Small was optioned to Triple-A Nashville to begin the 2023 season. He made two major league appearances for Milwaukee on the year, struggling to an 11.25 ERA with 6 strikeouts across 4.0 innings of work. On February 1, 2024, Small was designated for assignment by the Brewers.

===San Francisco Giants===
On February 5, 2024, the Brewers traded Small to the San Francisco Giants in exchange for cash considerations. He was placed on the 60–day injured list to begin the season after suffering a moderate right oblique strain. Small was activated from the injured list on August 16 and was subsequently optioned to the Triple–A Sacramento River Cats. On November 22, the Giants non–tendered Small, making him a free agent.

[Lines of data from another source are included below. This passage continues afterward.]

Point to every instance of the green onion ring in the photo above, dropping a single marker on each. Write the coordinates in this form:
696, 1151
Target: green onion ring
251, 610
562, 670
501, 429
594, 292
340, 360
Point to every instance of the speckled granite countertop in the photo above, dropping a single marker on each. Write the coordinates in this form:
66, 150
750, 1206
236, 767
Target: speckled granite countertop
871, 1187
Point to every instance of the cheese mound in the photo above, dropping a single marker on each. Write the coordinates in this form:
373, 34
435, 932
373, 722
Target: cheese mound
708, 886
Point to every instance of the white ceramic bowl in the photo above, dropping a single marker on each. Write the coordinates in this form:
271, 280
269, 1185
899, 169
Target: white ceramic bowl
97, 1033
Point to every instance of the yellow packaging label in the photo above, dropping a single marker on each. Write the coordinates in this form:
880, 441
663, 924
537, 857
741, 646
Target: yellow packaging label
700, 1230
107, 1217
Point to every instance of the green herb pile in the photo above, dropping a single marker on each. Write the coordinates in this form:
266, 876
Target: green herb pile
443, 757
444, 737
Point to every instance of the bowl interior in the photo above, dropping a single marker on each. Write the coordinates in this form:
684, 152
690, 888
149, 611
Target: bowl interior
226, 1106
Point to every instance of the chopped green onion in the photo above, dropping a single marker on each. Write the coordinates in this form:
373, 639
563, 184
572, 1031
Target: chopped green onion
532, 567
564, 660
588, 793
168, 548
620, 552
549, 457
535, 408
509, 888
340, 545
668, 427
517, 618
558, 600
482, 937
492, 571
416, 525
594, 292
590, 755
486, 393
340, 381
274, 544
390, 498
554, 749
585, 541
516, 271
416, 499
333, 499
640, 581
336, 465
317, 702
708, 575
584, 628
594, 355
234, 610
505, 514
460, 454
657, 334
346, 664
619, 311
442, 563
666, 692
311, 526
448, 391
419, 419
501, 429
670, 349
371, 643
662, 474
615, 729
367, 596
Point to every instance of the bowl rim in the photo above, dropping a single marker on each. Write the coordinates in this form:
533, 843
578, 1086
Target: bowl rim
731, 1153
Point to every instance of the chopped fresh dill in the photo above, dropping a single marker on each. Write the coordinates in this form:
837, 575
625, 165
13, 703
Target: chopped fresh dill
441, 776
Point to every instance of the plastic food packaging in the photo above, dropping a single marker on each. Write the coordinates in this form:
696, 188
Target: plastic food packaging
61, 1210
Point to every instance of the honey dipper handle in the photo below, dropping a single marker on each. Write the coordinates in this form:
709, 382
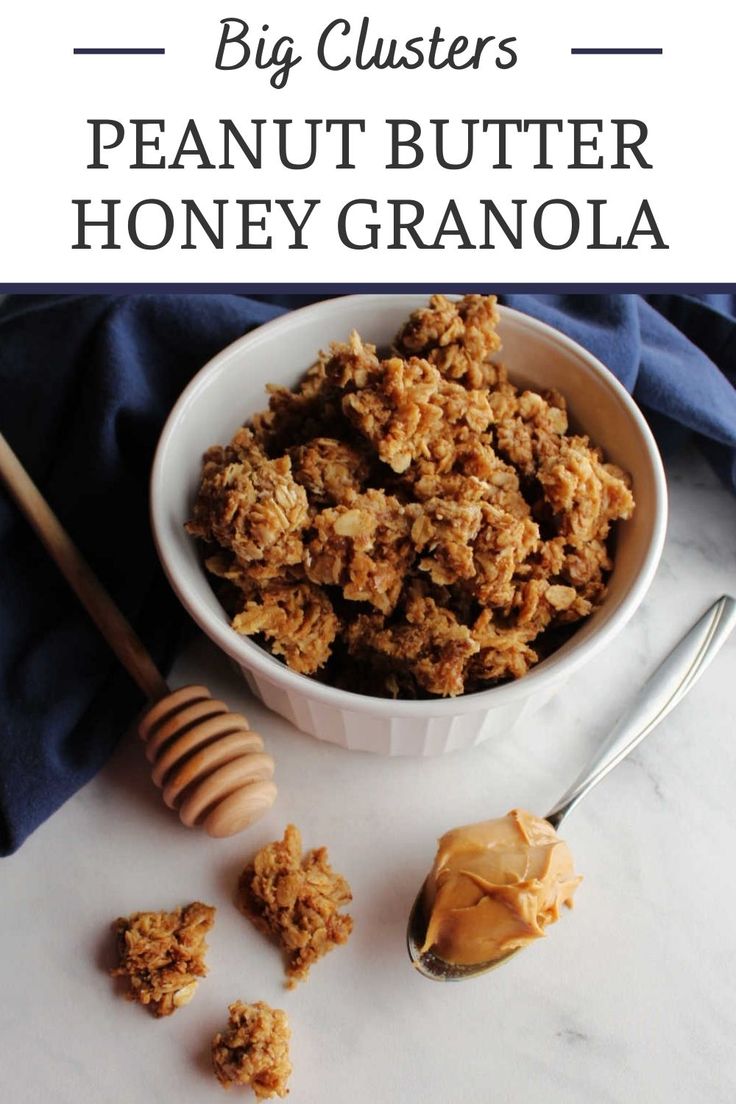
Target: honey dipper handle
118, 633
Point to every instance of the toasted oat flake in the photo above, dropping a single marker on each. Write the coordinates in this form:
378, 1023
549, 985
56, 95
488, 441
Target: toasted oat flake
407, 521
254, 1050
296, 900
161, 954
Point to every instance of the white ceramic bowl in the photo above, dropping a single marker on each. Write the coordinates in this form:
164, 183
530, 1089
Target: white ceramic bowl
231, 388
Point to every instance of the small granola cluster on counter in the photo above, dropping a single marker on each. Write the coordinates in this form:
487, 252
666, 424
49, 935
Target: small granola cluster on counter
254, 1050
297, 901
161, 954
414, 524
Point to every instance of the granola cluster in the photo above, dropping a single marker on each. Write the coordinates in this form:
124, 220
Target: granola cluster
254, 1050
161, 954
414, 523
297, 901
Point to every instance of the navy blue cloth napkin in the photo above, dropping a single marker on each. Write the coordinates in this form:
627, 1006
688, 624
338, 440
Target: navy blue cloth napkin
85, 385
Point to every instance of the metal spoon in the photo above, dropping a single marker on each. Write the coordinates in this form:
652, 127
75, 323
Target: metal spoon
664, 690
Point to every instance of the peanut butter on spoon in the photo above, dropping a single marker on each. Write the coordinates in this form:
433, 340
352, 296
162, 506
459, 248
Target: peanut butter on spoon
494, 887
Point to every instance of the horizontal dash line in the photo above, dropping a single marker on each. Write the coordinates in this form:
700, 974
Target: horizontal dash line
118, 50
616, 50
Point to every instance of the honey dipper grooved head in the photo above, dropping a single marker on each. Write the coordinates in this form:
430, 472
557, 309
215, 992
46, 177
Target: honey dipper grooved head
209, 763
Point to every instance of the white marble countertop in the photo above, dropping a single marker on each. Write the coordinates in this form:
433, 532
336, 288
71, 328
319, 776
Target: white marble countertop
629, 999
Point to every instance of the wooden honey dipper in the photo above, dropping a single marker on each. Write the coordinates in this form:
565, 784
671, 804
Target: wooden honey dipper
208, 762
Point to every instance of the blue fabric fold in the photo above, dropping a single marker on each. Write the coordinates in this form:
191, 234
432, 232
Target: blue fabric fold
85, 385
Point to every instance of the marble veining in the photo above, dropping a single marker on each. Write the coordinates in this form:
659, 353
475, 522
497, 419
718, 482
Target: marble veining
628, 999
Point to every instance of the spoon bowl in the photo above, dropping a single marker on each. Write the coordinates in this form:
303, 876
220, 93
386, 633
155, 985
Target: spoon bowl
660, 694
430, 965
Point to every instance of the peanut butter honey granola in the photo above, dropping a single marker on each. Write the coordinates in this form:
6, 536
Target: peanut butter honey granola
297, 901
254, 1050
411, 524
161, 954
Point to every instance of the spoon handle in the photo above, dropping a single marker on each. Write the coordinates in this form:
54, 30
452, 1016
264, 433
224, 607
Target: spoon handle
659, 696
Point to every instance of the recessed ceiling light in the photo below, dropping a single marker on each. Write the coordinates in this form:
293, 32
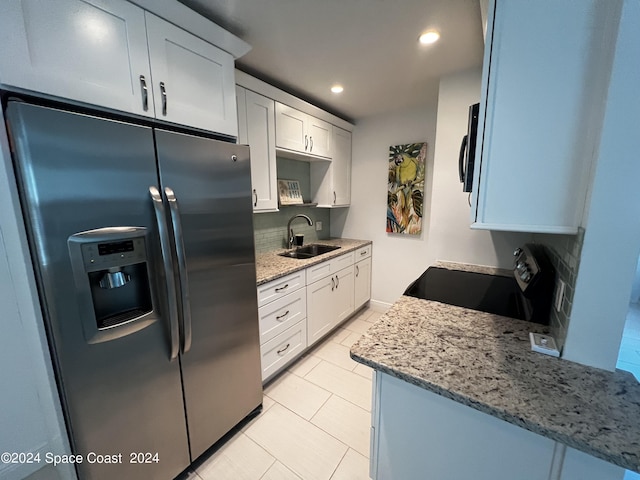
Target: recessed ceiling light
429, 37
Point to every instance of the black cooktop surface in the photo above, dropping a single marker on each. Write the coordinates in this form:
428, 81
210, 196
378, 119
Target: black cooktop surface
487, 293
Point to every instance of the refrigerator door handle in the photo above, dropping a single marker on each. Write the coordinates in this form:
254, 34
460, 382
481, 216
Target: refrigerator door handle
165, 244
182, 269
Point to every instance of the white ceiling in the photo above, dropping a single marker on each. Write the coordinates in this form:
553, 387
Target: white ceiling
368, 46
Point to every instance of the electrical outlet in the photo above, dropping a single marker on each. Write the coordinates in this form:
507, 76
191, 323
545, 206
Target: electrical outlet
559, 295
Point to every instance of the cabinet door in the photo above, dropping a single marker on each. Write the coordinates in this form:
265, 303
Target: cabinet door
90, 51
321, 309
341, 167
319, 133
362, 283
343, 294
535, 149
291, 129
193, 81
261, 138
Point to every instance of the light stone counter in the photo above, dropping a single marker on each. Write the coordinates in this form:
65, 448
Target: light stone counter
270, 265
484, 361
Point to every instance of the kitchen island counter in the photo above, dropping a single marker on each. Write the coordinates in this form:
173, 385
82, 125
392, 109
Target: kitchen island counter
271, 265
484, 361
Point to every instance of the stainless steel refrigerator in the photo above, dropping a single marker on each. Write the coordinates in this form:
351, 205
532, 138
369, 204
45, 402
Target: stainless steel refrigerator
142, 243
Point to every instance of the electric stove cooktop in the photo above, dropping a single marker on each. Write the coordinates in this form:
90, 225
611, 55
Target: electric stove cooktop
478, 291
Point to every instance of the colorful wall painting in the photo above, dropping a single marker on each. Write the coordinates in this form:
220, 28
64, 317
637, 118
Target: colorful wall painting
406, 188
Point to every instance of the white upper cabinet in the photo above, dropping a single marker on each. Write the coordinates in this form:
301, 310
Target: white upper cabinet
331, 181
544, 72
299, 132
91, 51
193, 82
113, 54
256, 128
341, 168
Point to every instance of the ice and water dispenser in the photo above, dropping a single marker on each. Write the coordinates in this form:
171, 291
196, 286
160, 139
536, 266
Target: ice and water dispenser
111, 271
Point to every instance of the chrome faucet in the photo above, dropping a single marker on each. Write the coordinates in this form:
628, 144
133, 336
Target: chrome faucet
290, 230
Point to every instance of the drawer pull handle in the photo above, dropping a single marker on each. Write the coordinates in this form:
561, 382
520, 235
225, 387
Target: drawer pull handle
145, 93
163, 92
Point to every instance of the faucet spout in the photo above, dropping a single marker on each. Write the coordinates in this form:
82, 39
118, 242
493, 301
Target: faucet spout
290, 230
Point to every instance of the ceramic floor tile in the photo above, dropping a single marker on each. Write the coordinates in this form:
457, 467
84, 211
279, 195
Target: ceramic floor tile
357, 325
364, 371
267, 403
338, 335
336, 354
240, 459
346, 384
352, 467
305, 449
304, 365
374, 316
297, 394
352, 338
279, 472
345, 421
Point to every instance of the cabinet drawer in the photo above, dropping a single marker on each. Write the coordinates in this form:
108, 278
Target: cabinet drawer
362, 253
277, 316
284, 348
280, 287
324, 269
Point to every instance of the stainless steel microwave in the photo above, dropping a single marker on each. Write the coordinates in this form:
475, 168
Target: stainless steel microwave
466, 160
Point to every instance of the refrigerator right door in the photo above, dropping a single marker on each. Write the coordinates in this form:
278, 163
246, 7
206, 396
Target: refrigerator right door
207, 186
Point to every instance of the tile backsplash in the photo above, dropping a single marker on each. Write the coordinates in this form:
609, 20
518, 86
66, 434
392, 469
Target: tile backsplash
564, 252
270, 229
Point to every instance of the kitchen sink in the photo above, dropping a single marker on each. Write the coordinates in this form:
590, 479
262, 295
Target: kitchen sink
309, 251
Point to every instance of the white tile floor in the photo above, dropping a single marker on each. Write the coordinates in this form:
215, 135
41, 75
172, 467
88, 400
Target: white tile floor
315, 421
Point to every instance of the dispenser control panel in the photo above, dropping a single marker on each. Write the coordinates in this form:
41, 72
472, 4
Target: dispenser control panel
102, 255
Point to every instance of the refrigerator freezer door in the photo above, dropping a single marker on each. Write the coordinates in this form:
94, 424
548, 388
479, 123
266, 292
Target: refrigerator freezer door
122, 395
211, 184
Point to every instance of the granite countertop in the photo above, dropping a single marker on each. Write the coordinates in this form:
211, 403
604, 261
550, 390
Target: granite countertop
485, 361
270, 265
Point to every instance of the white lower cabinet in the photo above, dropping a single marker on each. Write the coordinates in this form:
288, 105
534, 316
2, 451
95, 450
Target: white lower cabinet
362, 277
417, 434
297, 310
329, 302
281, 350
362, 283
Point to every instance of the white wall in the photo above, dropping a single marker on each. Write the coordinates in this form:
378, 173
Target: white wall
399, 259
612, 237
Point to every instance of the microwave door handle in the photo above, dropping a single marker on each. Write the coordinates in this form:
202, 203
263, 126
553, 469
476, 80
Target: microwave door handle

On December 5, 2024, Small re–signed with the Giants organization on a minor league contract. He made seven appearances for Sacramento in 2025, struggling to a 7.11 ERA with six strikeouts across 6 1/3 innings pitched. Small elected free agency following the season on November 6, 2025.

==Pitching style==
Small features a lively low- to mid-90 mph fastball—scouts often described it as a "rising" fastball—a curveball and changeup. He has been known to vary his windup timing on his pitches, to give him an advantage over hitters, similar to pitchers such as Marcus Stroman and Johnny Cueto.